Ketinggian air mencapai kira-kira 140 meter.
"Ini seleher saya airnya. Kalau lagi begini (banjir), saya ingat adik," ujar Ida, menghela napas.
Selama mengalami banjir, Ida menyatakan kerap diserang penyakit vertigo (kehilangan keseimbangan dan disertai rasa pusing).
Sebabnya, Ida tak selalu nyenyak kala memejamkan mata. Tidur malam hari.
Namun, suara air banjir yang mengalir seakan menjadi alarm bagi Ida.
"Suka was-was kalau dengar air ngalir begitu, khawatir air banjirnya naik lagi," kata Ida.
Karena itu, Ida mengatakan kerap merasakan pusing atau sakit kepala lantaran sulitnya tidur nyenyak.
Beruntung, di dekat rumahnya tersedia posko kesehatan dari Kementerian Sosial RI.
Sore tadi, Ida pun berobat ke dokter yang ditugaskan pada posko kesehatan milik Kemensos RI tersebut.
"Ini saya mau cek vertigo, ngeri kenapa-kenapa jadinya lebih baik dikontrol ke sini," ucap Ida, yang mengenakan kaos hitam.

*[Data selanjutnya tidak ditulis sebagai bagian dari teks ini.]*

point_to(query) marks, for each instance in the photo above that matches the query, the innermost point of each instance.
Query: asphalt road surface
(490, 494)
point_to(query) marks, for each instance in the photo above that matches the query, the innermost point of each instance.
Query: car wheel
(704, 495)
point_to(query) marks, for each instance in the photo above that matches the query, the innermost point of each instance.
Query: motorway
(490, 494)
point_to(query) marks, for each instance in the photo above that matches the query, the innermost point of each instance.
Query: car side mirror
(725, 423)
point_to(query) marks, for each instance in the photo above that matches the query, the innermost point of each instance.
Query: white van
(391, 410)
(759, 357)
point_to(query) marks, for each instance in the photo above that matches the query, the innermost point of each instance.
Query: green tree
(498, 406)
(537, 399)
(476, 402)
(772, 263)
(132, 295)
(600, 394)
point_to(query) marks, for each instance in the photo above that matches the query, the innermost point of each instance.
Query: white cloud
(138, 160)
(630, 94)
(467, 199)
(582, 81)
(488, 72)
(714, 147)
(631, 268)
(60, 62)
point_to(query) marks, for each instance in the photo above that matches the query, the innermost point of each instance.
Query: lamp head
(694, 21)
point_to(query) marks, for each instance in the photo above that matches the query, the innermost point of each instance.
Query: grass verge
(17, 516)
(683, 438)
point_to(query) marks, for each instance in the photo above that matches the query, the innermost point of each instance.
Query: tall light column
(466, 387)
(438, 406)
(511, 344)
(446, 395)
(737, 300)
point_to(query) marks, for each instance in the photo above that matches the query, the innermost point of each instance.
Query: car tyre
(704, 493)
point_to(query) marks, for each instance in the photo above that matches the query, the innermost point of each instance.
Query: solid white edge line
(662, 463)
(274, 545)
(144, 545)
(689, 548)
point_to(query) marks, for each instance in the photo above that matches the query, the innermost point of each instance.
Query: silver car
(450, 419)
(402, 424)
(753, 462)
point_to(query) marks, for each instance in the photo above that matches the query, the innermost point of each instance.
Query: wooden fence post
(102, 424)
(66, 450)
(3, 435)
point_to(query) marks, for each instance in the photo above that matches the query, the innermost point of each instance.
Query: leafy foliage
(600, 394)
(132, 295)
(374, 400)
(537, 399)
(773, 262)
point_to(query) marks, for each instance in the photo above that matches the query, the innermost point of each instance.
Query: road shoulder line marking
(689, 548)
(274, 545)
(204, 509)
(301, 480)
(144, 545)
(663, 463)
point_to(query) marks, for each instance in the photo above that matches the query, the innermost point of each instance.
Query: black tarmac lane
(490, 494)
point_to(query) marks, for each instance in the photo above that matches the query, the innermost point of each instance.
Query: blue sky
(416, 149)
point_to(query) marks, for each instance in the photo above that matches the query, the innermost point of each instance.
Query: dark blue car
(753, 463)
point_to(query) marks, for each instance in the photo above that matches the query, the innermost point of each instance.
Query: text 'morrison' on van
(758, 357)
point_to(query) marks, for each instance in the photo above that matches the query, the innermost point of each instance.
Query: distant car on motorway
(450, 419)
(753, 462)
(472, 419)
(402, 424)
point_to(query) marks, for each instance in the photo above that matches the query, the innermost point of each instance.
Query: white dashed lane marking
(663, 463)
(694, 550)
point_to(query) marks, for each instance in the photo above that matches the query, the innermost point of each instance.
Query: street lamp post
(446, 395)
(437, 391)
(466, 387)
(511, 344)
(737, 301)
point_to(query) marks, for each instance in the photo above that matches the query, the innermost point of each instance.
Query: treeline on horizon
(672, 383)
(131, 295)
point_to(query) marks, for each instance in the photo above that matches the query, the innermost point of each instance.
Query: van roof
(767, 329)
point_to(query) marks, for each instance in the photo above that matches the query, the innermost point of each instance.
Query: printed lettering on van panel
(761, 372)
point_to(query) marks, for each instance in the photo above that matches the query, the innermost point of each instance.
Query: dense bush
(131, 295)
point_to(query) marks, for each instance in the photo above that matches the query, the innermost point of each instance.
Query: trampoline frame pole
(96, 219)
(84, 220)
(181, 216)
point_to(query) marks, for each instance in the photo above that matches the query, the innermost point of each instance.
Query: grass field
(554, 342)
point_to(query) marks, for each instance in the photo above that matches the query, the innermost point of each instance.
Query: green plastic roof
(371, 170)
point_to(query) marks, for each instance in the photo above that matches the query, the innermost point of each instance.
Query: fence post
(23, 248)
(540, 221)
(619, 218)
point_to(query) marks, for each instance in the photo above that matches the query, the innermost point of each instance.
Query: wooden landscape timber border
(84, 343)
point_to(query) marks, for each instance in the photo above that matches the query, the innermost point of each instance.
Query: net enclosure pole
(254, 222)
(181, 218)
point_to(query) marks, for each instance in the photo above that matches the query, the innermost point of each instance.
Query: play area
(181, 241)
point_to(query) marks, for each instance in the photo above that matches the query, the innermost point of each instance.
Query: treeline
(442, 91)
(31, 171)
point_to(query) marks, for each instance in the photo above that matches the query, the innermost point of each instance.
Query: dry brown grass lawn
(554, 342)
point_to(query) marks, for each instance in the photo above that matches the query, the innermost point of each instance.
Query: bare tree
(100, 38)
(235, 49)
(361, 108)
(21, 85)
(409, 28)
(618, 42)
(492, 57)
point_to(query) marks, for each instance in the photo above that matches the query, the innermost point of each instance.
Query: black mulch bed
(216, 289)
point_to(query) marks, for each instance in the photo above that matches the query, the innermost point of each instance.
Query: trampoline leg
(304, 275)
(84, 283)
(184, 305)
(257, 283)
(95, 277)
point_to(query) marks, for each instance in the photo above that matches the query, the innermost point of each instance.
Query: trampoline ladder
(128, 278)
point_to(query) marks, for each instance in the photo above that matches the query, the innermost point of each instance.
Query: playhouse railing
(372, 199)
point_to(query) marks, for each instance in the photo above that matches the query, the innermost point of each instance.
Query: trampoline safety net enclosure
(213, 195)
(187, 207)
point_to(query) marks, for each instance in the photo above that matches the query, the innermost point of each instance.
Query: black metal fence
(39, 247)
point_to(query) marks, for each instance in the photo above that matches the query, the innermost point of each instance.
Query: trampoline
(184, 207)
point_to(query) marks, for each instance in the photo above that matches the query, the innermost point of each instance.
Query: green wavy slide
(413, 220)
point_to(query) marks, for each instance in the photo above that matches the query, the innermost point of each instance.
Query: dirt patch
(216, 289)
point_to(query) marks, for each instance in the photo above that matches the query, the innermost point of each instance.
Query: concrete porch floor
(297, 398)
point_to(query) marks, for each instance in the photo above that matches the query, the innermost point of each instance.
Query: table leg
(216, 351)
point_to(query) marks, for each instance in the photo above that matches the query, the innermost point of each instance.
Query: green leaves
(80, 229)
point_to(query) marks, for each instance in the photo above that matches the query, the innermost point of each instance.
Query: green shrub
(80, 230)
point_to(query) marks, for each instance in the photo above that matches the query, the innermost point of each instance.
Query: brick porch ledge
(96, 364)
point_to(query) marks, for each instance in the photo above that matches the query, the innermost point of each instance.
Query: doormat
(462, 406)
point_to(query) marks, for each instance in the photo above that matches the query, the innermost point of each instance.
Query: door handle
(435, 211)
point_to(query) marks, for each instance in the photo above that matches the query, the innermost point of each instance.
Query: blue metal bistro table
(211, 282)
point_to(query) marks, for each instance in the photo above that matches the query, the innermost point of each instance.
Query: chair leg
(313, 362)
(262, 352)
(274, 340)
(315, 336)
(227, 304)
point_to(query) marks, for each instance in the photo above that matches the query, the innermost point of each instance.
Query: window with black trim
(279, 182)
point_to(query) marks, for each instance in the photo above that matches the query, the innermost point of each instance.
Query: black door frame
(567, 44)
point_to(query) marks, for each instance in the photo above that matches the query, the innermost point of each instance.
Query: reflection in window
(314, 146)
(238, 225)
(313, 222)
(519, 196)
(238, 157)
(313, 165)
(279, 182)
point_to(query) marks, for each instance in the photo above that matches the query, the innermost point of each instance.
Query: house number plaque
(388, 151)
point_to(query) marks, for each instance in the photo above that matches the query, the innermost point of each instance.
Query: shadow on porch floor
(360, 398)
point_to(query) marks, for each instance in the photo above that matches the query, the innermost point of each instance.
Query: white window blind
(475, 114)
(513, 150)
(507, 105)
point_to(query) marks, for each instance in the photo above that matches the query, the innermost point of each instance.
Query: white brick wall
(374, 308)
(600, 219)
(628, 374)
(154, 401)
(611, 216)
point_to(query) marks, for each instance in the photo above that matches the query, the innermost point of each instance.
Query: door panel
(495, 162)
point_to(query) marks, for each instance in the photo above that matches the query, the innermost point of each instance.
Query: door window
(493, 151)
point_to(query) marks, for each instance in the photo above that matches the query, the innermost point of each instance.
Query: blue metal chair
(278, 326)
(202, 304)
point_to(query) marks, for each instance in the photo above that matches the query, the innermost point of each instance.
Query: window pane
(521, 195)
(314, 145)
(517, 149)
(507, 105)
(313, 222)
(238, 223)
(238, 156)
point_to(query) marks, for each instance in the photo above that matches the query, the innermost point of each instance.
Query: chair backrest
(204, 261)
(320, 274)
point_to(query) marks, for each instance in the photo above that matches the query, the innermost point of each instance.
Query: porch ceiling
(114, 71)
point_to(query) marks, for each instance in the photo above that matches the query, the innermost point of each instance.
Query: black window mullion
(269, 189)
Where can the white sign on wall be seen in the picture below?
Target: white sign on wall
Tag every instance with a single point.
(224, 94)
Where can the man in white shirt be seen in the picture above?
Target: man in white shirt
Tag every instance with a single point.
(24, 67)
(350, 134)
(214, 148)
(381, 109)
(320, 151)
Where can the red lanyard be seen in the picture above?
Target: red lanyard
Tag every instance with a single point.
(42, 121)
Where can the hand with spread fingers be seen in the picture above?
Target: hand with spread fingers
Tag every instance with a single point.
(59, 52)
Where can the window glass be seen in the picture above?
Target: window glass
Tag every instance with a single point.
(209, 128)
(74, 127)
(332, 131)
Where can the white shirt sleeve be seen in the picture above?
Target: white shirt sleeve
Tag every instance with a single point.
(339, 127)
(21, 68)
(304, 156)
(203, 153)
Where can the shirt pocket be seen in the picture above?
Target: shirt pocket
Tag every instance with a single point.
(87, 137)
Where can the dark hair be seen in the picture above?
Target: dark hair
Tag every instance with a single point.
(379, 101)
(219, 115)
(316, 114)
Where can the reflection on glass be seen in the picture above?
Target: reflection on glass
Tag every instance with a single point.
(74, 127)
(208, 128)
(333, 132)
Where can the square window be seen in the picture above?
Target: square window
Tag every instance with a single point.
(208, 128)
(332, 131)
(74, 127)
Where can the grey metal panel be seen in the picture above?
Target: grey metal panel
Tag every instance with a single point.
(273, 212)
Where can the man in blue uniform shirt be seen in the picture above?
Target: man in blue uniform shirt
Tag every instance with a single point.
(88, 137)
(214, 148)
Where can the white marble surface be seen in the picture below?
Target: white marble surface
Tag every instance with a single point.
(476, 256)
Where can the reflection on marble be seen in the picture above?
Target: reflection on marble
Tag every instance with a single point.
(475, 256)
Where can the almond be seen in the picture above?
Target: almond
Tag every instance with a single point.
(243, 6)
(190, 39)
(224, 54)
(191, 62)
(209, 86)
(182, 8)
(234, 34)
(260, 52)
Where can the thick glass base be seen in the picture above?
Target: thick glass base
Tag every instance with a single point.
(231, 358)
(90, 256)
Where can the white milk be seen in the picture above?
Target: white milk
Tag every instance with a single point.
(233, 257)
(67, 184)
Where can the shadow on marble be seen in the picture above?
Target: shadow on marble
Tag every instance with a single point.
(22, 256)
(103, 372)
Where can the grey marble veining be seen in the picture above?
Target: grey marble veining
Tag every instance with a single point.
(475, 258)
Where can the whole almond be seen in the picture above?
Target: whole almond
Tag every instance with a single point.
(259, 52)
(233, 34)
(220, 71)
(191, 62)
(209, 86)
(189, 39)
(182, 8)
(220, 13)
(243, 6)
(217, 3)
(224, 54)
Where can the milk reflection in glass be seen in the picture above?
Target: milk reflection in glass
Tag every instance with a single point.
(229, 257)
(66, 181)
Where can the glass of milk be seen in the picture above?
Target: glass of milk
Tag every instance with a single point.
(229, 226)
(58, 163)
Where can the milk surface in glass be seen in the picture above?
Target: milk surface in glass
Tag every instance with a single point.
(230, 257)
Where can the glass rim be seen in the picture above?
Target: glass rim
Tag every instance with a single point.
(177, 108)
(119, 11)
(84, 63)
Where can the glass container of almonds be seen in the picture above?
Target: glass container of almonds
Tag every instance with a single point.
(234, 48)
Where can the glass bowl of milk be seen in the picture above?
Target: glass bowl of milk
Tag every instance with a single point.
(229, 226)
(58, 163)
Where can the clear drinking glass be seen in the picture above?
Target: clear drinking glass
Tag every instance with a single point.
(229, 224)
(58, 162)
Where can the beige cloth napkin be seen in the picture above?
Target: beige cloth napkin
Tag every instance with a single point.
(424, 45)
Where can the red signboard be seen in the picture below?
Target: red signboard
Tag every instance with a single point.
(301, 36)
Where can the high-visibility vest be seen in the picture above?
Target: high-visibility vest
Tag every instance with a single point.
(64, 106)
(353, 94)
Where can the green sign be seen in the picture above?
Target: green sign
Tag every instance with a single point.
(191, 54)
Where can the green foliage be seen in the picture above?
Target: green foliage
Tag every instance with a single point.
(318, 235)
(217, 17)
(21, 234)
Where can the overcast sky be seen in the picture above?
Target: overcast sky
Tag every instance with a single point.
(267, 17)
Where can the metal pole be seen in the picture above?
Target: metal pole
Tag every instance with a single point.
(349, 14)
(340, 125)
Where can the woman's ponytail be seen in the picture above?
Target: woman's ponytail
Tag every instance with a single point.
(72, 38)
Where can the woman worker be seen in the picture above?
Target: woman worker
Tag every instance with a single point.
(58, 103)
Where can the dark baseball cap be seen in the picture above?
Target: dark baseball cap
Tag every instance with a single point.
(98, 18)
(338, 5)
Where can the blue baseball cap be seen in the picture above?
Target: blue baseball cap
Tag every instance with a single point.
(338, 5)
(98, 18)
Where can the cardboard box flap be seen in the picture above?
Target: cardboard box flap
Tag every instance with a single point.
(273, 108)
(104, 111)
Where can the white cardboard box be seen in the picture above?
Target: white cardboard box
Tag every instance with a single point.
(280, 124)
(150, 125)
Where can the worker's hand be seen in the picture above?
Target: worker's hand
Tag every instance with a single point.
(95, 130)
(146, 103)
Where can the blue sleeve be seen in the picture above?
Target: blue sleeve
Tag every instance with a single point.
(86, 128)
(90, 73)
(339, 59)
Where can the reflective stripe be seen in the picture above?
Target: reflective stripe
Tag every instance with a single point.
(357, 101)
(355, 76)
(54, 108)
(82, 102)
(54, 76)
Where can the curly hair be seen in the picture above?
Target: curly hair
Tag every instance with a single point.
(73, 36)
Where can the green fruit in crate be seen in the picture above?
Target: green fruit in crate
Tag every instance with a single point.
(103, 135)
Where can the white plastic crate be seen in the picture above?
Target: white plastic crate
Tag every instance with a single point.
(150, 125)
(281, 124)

Ida pun sangat berharap, tidak ingin lagi mengalami kebanjiran di tempat tinggalnya.
Sebab, suara air banjir yang mengalir senantiasa menjadi alarm bahaya bagi Ida.
"Harapannya semoga saya dan warga Kampung Pulo, khususnya RW 03 dan sekitarnya, tidak lagi rasakan banjir," tutup Ida.